Questions: Asymptotic Giant Branch (AGB) Stars and Planetary Nebulae

5 questions to test your understanding

Score: 0 / 5
Question 1 Multiple Choice

An astronomer observes a red giant star whose spectrum is dominated by carbon molecules (C₂, CN) rather than the metal-oxide molecules typical of oxygen-rich giants. This 'carbon star' chemistry is unusual. What process most directly explains how carbon came to dominate the surface composition?

AThe star is embedded in a carbon-rich molecular cloud that continuously deposits carbon onto its surface
BThe star is actively fusing carbon in its core, and convective currents continuously transport fresh carbon to the photosphere
CThermal pulses during the AGB phase drive convective dredge-up events that bring carbon synthesized in the helium shell to the stellar surface
DThe star has shed its hydrogen envelope entirely, exposing the bare carbon-oxygen core
Question 2 Multiple Choice

A white dwarf remnant from an AGB star has a mass of about 0.6 solar masses yet is stable against gravitational collapse despite no longer undergoing nuclear fusion.

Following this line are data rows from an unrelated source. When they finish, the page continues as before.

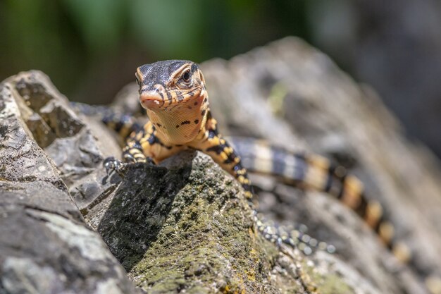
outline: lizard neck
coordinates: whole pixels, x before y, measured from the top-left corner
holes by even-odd
[[[161,111],[147,109],[147,115],[161,142],[166,145],[185,145],[204,130],[208,107],[205,94]]]

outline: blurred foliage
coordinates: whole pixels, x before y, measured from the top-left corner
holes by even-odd
[[[5,0],[0,79],[37,68],[71,99],[111,100],[159,59],[230,58],[286,35],[307,39],[306,0]]]

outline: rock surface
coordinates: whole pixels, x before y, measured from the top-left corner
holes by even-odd
[[[53,90],[36,71],[0,84],[0,293],[136,293],[37,144],[85,127]]]
[[[58,268],[44,267],[37,257],[38,247],[32,242],[49,237],[54,240],[42,250],[58,252],[51,247],[59,245],[56,238],[68,244],[66,251],[71,242],[80,248],[69,254],[63,251],[68,261],[58,264],[59,255],[48,254],[54,264],[63,269],[71,262],[73,273],[77,269],[91,271],[75,277],[65,274],[66,281],[77,278],[74,286],[89,283],[94,293],[134,293],[113,256],[83,226],[78,209],[130,279],[147,293],[429,293],[424,277],[436,276],[441,268],[437,254],[441,252],[437,164],[405,139],[371,91],[296,39],[201,66],[223,133],[263,137],[290,149],[313,150],[349,165],[366,183],[371,197],[386,204],[398,224],[398,235],[414,250],[415,262],[397,262],[354,213],[327,195],[255,176],[259,210],[266,217],[285,224],[305,223],[309,234],[330,242],[337,251],[304,256],[298,249],[275,246],[256,232],[253,212],[238,184],[198,152],[183,152],[158,166],[132,165],[120,174],[108,176],[102,159],[120,152],[111,131],[78,116],[44,75],[30,72],[1,87],[0,102],[4,106],[0,109],[6,114],[2,118],[12,121],[3,120],[0,128],[1,144],[8,147],[0,149],[7,154],[1,159],[0,172],[6,176],[0,182],[0,203],[5,203],[0,207],[18,207],[14,209],[18,212],[2,214],[6,222],[0,230],[8,235],[1,235],[0,263],[7,274],[0,278],[0,293],[32,293],[23,287],[63,277],[56,274]],[[8,92],[14,98],[8,98]],[[115,106],[134,111],[134,100],[137,101],[136,87],[128,86]],[[18,149],[22,140],[38,157],[27,157],[26,149]],[[16,150],[24,155],[13,155]],[[39,169],[40,164],[45,168]],[[25,185],[34,190],[23,188]],[[13,194],[16,196],[8,196]],[[17,227],[20,221],[27,223]],[[42,223],[44,229],[39,226]],[[47,234],[40,232],[46,228],[55,237],[45,238]],[[77,231],[82,232],[80,236]],[[32,241],[20,243],[28,247],[7,243],[15,245],[29,240],[28,235]],[[15,250],[15,255],[7,250]],[[21,258],[25,252],[29,260],[6,258]],[[93,258],[106,262],[87,264]],[[94,277],[99,271],[113,279],[99,283]],[[32,274],[26,274],[26,282],[16,282],[19,275],[13,273]],[[5,285],[13,285],[15,292],[4,290]],[[38,289],[62,292],[51,285],[64,284],[40,283]],[[429,286],[432,293],[440,293],[436,283]]]

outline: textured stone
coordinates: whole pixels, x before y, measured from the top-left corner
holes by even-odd
[[[25,87],[26,81],[36,90]],[[32,109],[45,103],[64,103],[48,85],[39,72],[0,84],[0,293],[135,293],[106,244],[87,228],[54,161],[34,140],[42,136],[40,142],[51,146],[58,140],[51,136],[70,128],[60,121],[66,128],[53,128],[56,116],[50,114],[44,122],[51,139],[46,140],[44,132],[30,130],[25,121],[36,118]]]

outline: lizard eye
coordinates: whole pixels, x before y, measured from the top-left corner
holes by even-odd
[[[191,79],[190,71],[186,71],[182,75],[182,80],[185,82],[190,82]]]

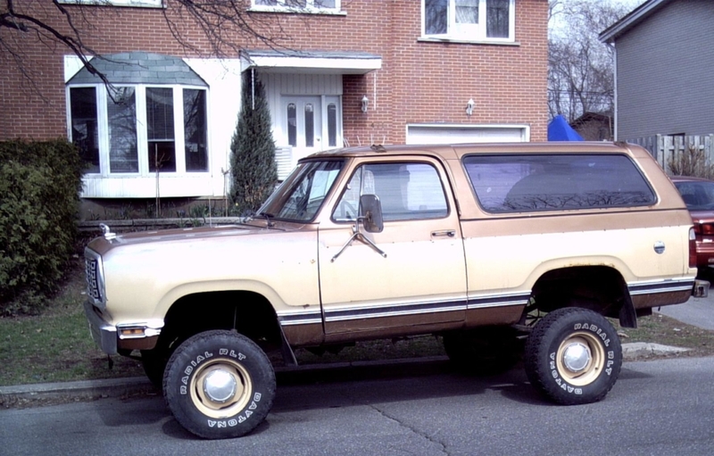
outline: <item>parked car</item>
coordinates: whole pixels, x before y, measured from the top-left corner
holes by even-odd
[[[672,178],[682,195],[697,236],[697,268],[700,276],[714,274],[714,180],[687,176]]]

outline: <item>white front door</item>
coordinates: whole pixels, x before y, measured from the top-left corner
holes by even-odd
[[[320,96],[283,95],[283,142],[292,149],[293,166],[323,149],[322,105]]]

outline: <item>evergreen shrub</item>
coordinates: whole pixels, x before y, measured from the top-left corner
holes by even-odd
[[[74,253],[84,163],[64,139],[0,142],[0,315],[37,313]]]
[[[245,71],[238,123],[230,143],[231,186],[228,198],[234,213],[252,215],[275,189],[278,167],[270,112],[262,83]]]

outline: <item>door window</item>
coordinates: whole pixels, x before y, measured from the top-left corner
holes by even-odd
[[[361,166],[345,188],[333,220],[353,221],[361,195],[378,196],[385,221],[440,219],[449,212],[439,174],[428,163]]]

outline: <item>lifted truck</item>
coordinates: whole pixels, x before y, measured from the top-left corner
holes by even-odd
[[[267,352],[436,334],[451,360],[504,369],[527,335],[534,387],[602,399],[623,327],[684,303],[692,220],[626,144],[399,145],[303,159],[253,219],[104,236],[86,249],[93,336],[141,352],[176,419],[206,438],[268,415]]]

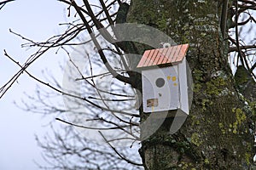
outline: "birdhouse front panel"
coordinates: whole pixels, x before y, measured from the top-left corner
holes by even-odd
[[[189,115],[187,64],[189,44],[144,52],[142,69],[143,105],[146,113],[179,110]]]
[[[180,108],[177,66],[143,71],[143,111]]]

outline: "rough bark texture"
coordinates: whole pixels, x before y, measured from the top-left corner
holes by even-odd
[[[189,43],[187,60],[194,78],[190,115],[182,129],[170,135],[168,118],[143,142],[140,154],[145,169],[251,166],[252,110],[235,88],[219,29],[220,13],[221,1],[131,1],[128,22],[156,27],[177,43]]]

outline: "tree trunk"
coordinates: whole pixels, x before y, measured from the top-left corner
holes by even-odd
[[[128,22],[189,43],[187,60],[194,79],[192,107],[182,128],[170,135],[172,118],[166,118],[143,141],[145,169],[248,169],[252,164],[251,110],[235,88],[220,17],[221,1],[131,1]]]

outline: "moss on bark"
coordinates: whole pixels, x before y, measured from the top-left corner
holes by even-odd
[[[156,27],[176,42],[190,44],[187,60],[195,83],[182,129],[170,136],[170,125],[164,123],[143,141],[145,169],[247,169],[253,154],[251,120],[224,53],[219,1],[132,0],[130,9],[129,22]]]

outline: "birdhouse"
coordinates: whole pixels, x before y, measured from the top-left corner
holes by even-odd
[[[189,44],[146,50],[142,70],[143,105],[146,113],[179,110],[189,115],[185,55]]]

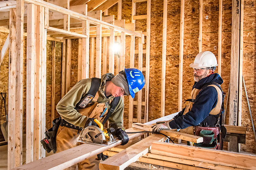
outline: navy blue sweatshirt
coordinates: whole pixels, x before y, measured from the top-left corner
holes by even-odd
[[[195,82],[193,88],[201,89],[206,83],[215,82],[219,84],[223,82],[218,74],[215,73],[204,78],[198,82]],[[191,110],[183,115],[185,108],[175,116],[170,122],[170,126],[172,129],[184,129],[188,126],[196,126],[201,122],[216,106],[218,94],[212,86],[207,86],[198,93]]]

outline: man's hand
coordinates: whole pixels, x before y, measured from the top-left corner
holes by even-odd
[[[95,122],[94,121],[94,119],[94,119],[94,118],[88,118],[88,120],[87,120],[86,123],[85,123],[85,125],[84,126],[85,128],[92,125],[93,126],[96,126],[97,127],[99,127],[99,126],[98,126],[98,124],[97,124],[97,123],[95,123]]]
[[[151,127],[153,129],[152,132],[159,132],[162,130],[171,130],[172,129],[170,127],[169,122],[173,119],[170,120],[168,121],[161,121],[157,122],[156,124]]]
[[[125,131],[121,128],[118,128],[115,132],[115,135],[118,139],[122,141],[121,145],[124,145],[127,143],[129,140],[129,138]]]

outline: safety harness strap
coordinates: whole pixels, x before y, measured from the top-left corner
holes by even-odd
[[[114,111],[115,110],[115,108],[116,108],[116,105],[117,105],[118,102],[119,102],[120,99],[120,97],[116,97],[114,98],[113,101],[112,101],[112,102],[111,102],[111,103],[112,105],[112,107],[111,107],[109,111],[109,112],[108,112],[108,114],[105,117],[104,120],[103,120],[103,122],[102,122],[102,124],[103,125],[104,125],[105,123],[106,123],[106,122],[107,120],[108,120],[108,119],[109,119],[109,117],[110,117],[110,116],[111,116],[112,114],[113,113],[113,112],[114,112]]]

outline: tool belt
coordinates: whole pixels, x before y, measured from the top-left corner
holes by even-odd
[[[40,141],[47,153],[52,150],[54,153],[56,152],[56,136],[61,120],[60,117],[53,120],[53,127],[44,133],[45,138]]]
[[[75,126],[73,124],[72,124],[70,123],[69,123],[68,122],[67,122],[67,121],[65,120],[65,119],[63,118],[61,119],[60,121],[60,125],[61,126],[64,126],[65,127],[67,127],[67,128],[71,128],[73,129],[75,129],[75,130],[77,130],[77,131],[78,131],[78,132],[77,132],[77,134],[80,134],[80,132],[83,129],[83,128],[77,126]]]

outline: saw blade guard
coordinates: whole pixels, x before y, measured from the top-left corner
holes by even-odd
[[[79,140],[85,142],[102,144],[106,140],[102,131],[96,126],[89,126],[81,132]]]

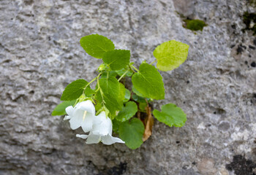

What supports it?

AResidual thermal pressure from the still-hot interior, which will eventually dissipate as the white dwarf cools
BA thin hydrogen shell still undergoing slow fusion on the surface
CElectron degeneracy pressure — a quantum mechanical effect arising from the Pauli exclusion principle that prevents electrons from occupying the same quantum state
DRadiation pressure from the extremely luminous white dwarf surface
Question 3 True / False

The term 'planetary nebula' is a misnomer — these objects are actually shells of ionized gas ejected by AGB stars and have no physical connection to planets.

TTrue
FFalse
Question 4 True / False

The AGB phase is brief on stellar timescales (< 1 million years), so it contributes negligibly to the chemical enrichment of the interstellar medium compared to longer-lived stellar phases.

TTrue
FFalse
Question 5 Short Answer

Explain why the helium shell in an AGB star burns unstably in thermal pulses rather than steadily, and why this matters for the star's surface composition.